In Sweden, Quran is again targeted in an act of desecration

By Agencies August 15, 2023 6138

Salwan Momika burns a copy of the Islam's holy book in front of the parliament building in Stockholm, less than two months after he initially desecrated the Quran on the first day of Eid al Adha.


Salwan Momika, a Christian Iraqi refugee based in Sweden, has targeted the Quran in the Swedish capital Stockholm in yet another desecration of the Muslim holy book.

Monday's attack on the Quran by Momika, who was assisted by Salwan Najem of Iraqi origin, took place in front of the parliament building in Stockholm.

Momika chanted anti-Muslim slogans before stepping on the Quran and eventually burning a copy of it.

Momika and Najem, however, faced the reaction of a group of Swedish activists, who asked them to stop the provocative act.

The police, protecting the attackers, arrested one of the activists, who moved to thwart the attack.

Earlier, Momika burned the Quran under the protection of the police in front of the Stockholm Mosque on June 28, which was the first day of Eid al Adha, a Muslim holiday.

A month later, he staged a similar protest outside the Iraqi embassy, stomping on the Quran but leaving before burning it.
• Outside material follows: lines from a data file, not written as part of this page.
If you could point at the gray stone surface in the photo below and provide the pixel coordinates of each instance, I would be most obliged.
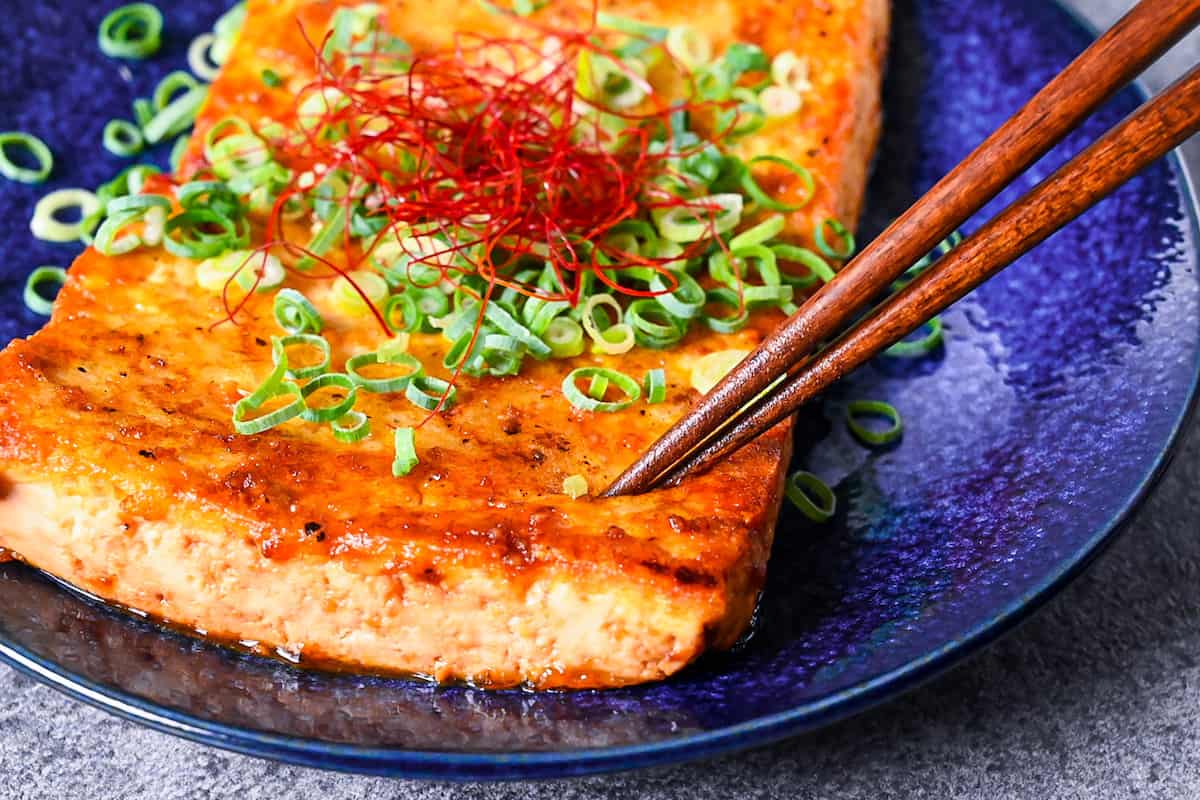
(1098, 696)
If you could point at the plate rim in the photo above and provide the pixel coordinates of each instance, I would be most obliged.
(850, 701)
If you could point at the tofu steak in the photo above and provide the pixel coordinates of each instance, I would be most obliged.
(121, 474)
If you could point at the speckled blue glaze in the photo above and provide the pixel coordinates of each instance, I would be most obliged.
(1029, 438)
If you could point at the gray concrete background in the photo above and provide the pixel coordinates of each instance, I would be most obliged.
(1098, 696)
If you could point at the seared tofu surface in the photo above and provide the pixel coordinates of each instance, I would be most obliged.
(120, 470)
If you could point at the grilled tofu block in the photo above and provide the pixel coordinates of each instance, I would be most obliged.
(121, 474)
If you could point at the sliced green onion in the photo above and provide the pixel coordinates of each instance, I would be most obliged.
(845, 238)
(353, 426)
(40, 278)
(759, 234)
(46, 224)
(791, 71)
(339, 409)
(328, 236)
(143, 112)
(685, 301)
(132, 31)
(177, 152)
(858, 409)
(198, 59)
(653, 325)
(613, 337)
(599, 386)
(811, 495)
(690, 223)
(727, 296)
(496, 314)
(923, 346)
(108, 239)
(819, 270)
(763, 200)
(564, 337)
(431, 304)
(187, 234)
(35, 148)
(689, 47)
(123, 138)
(177, 116)
(279, 416)
(780, 101)
(406, 452)
(280, 353)
(295, 313)
(409, 317)
(655, 386)
(384, 356)
(430, 392)
(583, 402)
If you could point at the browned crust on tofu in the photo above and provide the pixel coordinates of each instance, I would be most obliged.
(120, 471)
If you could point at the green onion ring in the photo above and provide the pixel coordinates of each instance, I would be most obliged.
(351, 427)
(196, 244)
(655, 386)
(857, 409)
(177, 116)
(108, 239)
(123, 138)
(727, 296)
(177, 152)
(406, 452)
(198, 59)
(35, 148)
(431, 304)
(802, 487)
(763, 200)
(420, 392)
(339, 409)
(685, 301)
(585, 403)
(599, 386)
(138, 203)
(917, 348)
(847, 239)
(504, 320)
(280, 347)
(268, 421)
(143, 112)
(819, 270)
(132, 31)
(384, 385)
(688, 223)
(411, 318)
(564, 337)
(41, 277)
(173, 85)
(655, 335)
(295, 314)
(47, 227)
(759, 234)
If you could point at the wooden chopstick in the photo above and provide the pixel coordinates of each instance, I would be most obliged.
(1149, 134)
(1104, 67)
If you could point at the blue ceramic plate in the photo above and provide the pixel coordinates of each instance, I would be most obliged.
(1029, 439)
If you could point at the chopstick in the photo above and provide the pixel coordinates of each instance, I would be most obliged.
(1149, 134)
(1149, 30)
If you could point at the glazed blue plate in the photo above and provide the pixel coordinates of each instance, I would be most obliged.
(1029, 438)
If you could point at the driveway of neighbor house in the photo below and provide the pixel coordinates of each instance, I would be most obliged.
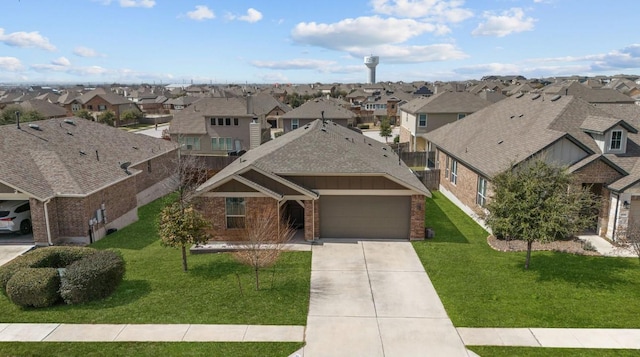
(9, 252)
(375, 299)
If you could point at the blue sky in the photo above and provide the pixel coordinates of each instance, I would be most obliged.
(286, 41)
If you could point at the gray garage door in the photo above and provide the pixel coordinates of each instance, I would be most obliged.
(365, 216)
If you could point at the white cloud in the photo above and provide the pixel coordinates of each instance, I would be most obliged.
(131, 3)
(503, 24)
(61, 61)
(252, 16)
(82, 51)
(361, 31)
(436, 10)
(294, 64)
(202, 12)
(11, 64)
(26, 40)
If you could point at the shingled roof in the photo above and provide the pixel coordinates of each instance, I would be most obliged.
(71, 157)
(446, 102)
(513, 129)
(325, 149)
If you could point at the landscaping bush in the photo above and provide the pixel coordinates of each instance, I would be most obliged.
(49, 257)
(36, 287)
(92, 278)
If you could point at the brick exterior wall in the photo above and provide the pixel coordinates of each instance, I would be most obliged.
(599, 172)
(214, 210)
(155, 170)
(311, 219)
(417, 217)
(72, 214)
(466, 185)
(405, 135)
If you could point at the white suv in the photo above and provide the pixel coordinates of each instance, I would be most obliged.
(15, 216)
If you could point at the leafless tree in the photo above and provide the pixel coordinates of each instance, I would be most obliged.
(263, 238)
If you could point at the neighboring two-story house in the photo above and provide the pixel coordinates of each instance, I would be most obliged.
(422, 115)
(599, 144)
(318, 108)
(219, 127)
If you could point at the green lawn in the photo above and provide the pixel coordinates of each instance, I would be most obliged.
(156, 290)
(494, 351)
(480, 287)
(82, 349)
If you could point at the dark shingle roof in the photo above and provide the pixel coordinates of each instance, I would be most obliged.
(60, 158)
(328, 149)
(446, 102)
(514, 129)
(313, 110)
Both incidents led to widespread outrage and condemnation.
Recent months have seen repeated acts of Quran burning and desecration by racist and Islamophobic figures or groups, especially in northern European and Nordic countries.

Sweden has seen its diplomatic relations with several nations strained over previous protests involving Quran desecrations, with Swedish police granting permits for "protests" in which the organisers plan to burn the holy book.
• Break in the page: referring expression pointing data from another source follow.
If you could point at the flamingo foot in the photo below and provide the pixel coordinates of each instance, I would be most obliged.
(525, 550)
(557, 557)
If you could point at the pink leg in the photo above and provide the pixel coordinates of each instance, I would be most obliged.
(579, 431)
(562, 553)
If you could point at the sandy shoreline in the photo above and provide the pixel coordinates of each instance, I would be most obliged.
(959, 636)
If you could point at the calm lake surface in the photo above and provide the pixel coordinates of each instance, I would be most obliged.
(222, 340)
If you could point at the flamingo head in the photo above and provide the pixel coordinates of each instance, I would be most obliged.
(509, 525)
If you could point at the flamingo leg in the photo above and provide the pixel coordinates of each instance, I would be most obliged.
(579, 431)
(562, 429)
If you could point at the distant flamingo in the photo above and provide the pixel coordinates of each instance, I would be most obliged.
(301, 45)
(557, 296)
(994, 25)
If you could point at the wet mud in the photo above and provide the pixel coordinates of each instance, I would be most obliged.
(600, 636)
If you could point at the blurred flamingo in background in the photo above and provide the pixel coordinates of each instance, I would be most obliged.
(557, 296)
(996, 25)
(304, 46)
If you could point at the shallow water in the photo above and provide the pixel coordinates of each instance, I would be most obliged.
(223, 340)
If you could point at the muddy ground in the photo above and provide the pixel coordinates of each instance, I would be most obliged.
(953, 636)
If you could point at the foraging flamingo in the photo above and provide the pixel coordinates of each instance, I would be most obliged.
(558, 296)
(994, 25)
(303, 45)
Türkiye has repeatedly called for preventing the acts that target Islam under the "guise of freedom of expression," calling on states that allow and fall short of preventing the "heinous acts" to change their anti-Islam attitudes.

The Organisation of Islamic Cooperation (OIC) as well denounced the acts of aggression, expressing concern over the continued issuance by authorities in certain countries allowing such action to occur, and their failure to take the necessary measures to prevent the acts.
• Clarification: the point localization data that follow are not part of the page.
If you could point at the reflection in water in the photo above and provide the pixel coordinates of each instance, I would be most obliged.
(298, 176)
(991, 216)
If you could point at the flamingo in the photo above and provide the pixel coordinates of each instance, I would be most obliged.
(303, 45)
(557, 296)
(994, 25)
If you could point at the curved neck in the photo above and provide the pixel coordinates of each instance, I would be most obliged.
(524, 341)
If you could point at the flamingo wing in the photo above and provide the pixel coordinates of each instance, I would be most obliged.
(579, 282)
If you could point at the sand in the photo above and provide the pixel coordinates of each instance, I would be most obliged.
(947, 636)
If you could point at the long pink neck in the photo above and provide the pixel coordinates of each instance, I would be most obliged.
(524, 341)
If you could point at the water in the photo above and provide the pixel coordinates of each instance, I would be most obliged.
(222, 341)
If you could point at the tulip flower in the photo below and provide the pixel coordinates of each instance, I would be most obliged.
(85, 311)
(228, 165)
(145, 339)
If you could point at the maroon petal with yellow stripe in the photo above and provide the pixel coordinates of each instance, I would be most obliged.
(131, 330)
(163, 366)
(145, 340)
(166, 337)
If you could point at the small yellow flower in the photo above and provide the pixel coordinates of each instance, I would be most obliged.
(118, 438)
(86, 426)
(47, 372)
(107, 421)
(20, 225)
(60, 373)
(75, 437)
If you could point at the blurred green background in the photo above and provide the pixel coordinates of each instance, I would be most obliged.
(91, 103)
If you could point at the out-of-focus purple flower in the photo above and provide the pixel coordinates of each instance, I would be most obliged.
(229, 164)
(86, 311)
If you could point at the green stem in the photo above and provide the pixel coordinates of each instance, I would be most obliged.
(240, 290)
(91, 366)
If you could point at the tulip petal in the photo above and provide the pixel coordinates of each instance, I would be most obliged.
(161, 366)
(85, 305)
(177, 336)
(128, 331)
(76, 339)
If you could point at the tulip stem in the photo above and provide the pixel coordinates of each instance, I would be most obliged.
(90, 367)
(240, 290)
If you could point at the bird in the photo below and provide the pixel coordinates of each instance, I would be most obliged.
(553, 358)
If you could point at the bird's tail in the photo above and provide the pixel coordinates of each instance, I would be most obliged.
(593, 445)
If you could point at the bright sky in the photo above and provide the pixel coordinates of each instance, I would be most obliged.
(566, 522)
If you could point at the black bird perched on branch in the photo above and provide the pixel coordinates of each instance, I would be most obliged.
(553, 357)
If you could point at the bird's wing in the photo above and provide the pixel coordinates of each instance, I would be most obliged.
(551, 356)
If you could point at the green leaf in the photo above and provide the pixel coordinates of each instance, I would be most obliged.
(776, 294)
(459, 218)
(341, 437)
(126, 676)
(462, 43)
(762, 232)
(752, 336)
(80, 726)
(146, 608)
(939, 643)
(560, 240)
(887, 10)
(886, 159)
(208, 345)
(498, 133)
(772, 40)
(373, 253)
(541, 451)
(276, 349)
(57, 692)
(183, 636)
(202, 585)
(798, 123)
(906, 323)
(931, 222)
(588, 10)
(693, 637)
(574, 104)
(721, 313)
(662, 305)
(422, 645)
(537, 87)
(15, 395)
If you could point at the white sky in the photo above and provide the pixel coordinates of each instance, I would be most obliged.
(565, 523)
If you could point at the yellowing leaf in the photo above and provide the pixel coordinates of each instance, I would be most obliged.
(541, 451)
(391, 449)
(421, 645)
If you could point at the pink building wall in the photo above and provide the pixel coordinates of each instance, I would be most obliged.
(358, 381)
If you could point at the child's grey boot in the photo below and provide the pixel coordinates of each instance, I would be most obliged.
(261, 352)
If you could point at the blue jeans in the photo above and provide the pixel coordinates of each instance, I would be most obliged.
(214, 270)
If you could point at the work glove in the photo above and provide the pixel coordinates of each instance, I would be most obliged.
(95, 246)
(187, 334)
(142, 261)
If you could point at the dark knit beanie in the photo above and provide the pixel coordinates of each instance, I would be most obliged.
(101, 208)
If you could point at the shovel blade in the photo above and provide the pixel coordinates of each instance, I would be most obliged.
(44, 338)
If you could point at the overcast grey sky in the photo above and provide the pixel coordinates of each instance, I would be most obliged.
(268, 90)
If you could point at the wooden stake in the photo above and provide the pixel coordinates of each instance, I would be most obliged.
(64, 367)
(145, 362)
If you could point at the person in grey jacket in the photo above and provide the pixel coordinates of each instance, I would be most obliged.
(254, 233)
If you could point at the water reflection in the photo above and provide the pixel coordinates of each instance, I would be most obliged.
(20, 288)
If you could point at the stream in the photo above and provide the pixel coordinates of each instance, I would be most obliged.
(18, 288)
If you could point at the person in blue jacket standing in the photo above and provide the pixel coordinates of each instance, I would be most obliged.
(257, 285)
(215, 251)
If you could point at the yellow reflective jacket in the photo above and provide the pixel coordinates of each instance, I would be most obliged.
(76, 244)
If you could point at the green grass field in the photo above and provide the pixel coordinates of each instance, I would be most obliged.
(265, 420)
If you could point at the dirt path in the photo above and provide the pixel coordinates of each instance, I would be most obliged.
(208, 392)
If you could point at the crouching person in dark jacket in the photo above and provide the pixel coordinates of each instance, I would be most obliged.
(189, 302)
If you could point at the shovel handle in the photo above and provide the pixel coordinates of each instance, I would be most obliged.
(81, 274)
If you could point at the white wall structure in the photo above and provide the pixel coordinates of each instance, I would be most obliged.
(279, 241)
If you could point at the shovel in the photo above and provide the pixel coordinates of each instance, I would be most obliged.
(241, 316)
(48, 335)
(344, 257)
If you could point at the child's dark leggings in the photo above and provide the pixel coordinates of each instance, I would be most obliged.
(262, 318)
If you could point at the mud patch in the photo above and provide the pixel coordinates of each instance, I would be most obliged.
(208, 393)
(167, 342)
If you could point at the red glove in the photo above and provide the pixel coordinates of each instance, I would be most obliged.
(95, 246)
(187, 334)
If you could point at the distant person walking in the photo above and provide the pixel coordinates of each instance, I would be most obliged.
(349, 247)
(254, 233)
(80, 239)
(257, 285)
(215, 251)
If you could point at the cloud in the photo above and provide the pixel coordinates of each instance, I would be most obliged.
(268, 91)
The European Union, which Sweden is a member of, has also condemned the aggression against the sanctity of the Quran.

"The EU reiterates its strong and determined rejection of any form of incitement to religious hatred and intolerance," Josep Borrell, the bloc's foreign policy chief, said in a statement in late July.

The United Nations General Assembly last month adopted a resolution deploring violence against holy books by consensus.

It denounced ''all acts of violence against persons on the basis of their religion or belief, as well as any such acts directed against their religious symbols, holy books, homes, businesses, properties, schools, cultural centres or places of worship, as well as all attacks on and in religious places, sites and shrines in violation of international law.".